Fluent Bit support SSL/TLS for network traffic

SSL/TLS traffic involves certificates; setting up and maintaining such things can be a real pain, particularly if the processes around managing certificates haven’t been carefully thought through and automated. Imposing the management of certificates with manual processes is the fastest way to kill off their adoption and use. Within an organization, certificates don’t have to be expensive ones that offer big payouts if compromised, such as those provided by companies like Thawte and Symantec. The Linux Foundation with Let’s Encrypt and protocols like ACME (Automated Certificate Management Environment) make it cost-free and provide automation for regular certificate rotation.

Don’t get suckered by the idea that SSL stripping at the perimeter is acceptable today. It used to be an acceptable thing to do because, among other reasons, the overhead of the processing of certificates was a measurable overhead. Moore’s law has seen to it that such computational overhead is tolerable if not fractions of a percentage cost. If not convinced, then consider the fact that there is sufficient drive that Kubernetes supports mutual SSL between containers that are more than likely to be actually running on the same physical server.

Start by Considering File systems on logs

If you’re working with applications or frameworks that direct logs to local files, you can do a couple of things. First, control the permissions on the files.

Many frameworks that support logging configuration don’t do anything with the logs (although some do, like Airflow). For those cases where log location doesn’t have a behavioral impact, we can look to control where the logs are being written. Structuring logs into a common part of the file system can make things easier to manage, certainly from a file system permissions viewpoint.

Watching for sensitive data bleed

If you’re using Fluent Bit to consolidate telemetry into systems like Loki, etc., then we should be running regular scans to ensure that no unplanned sensitive data is being caught. We can use tools like Telemetrygen to inject values into the event stream to test this process and see if the injected values are detected.

If or when such a situation occurs, the ideal solution is to fix the root cause. But, this isn’t always possible when the issue comes through a 3rd party library, an organization is reluctant to make changes or production changes are slow. In these scenarios and discussed in the book, we can use Fluent Bit configurations to mitigate the propagation of such data. But as we said earlier, if you use mitigations, it warrants verifying they aren’t accidentally undone, which takes us back to the start of this point.

Classifying and Tagging data

Telemetry, particularly traces and logs can be classified and tagged to reflect information about origin, nature of the event. This is mostly done nearest the source as understanding the origin helps the classification process. This task is something Fluent Bit can easily do and route accordingly as we can see in the book.

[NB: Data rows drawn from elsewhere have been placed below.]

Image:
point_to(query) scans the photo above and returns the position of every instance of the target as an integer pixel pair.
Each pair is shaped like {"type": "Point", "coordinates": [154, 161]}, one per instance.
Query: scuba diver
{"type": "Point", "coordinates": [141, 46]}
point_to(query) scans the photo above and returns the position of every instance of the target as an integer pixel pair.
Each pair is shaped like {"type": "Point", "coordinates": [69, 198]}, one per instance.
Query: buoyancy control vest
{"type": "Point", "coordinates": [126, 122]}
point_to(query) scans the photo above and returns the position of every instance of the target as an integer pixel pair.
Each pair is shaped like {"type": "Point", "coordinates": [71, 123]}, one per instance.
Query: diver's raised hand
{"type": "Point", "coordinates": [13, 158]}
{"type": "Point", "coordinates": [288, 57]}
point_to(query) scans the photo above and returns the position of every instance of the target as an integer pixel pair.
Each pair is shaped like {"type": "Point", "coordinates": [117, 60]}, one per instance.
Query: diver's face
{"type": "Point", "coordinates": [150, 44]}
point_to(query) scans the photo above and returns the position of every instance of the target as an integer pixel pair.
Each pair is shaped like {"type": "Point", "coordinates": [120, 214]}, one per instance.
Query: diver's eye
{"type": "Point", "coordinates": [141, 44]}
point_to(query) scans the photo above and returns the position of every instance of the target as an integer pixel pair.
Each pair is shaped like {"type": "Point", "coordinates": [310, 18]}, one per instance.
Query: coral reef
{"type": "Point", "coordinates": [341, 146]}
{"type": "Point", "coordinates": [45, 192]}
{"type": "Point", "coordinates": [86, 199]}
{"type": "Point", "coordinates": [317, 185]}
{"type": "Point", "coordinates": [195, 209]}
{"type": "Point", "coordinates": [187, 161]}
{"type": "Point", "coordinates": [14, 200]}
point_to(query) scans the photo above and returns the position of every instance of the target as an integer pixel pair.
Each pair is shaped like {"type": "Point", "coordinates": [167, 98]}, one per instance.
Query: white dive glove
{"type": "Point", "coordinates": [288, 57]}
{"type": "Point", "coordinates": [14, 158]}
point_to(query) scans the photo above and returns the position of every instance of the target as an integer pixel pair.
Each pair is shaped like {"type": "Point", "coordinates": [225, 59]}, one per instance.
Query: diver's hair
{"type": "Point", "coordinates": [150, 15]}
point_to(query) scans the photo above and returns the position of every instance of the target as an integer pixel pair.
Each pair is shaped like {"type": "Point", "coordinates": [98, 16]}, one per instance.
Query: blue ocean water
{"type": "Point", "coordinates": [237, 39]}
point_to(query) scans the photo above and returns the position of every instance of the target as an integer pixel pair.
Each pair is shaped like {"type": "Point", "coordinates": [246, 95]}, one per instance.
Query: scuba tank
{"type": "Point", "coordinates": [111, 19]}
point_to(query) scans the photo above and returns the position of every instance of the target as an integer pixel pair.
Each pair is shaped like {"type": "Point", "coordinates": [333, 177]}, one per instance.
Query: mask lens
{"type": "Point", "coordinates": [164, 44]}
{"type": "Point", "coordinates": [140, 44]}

Don’t run Fluent Bit as root

Not running Fluent Bit with root credentials is security 101. But it is tempting when you want to use Fluent Bit to tap in and listen to the OS and platform logs and metrics, particularly if you aren’t a Linux specialist. It is worth investing in getting an OS base configuration that is secure while not preventing your observability. This doesn’t automatically mean you must use containers. Bare metal, etc., can be secured by not installing from a vendor base image but an image you’ve built, or even simpler, taking the base image and then using tools like Chef, Ansible, etc., to impose a configuration over the top.

Bottom Line

The bottom line is, as long as we keep in mind that our observability processes and data should be subject to the same care and consideration as our business data, along with the fact that security should never be an afterthought, something that we bolt on just before go live and pervasive rather than just at the boundary.

When I learnt to drive (in the dark ages), one of the things I was told is – if you assume that everyone on the road is a clueless idiot, then you’ll be ok. We should look at treating systems development and the adoption of security the same way – if you assume someone is likely to make a mistake and take defensive steps — then we’ll be ok — thiswill give us security in depth.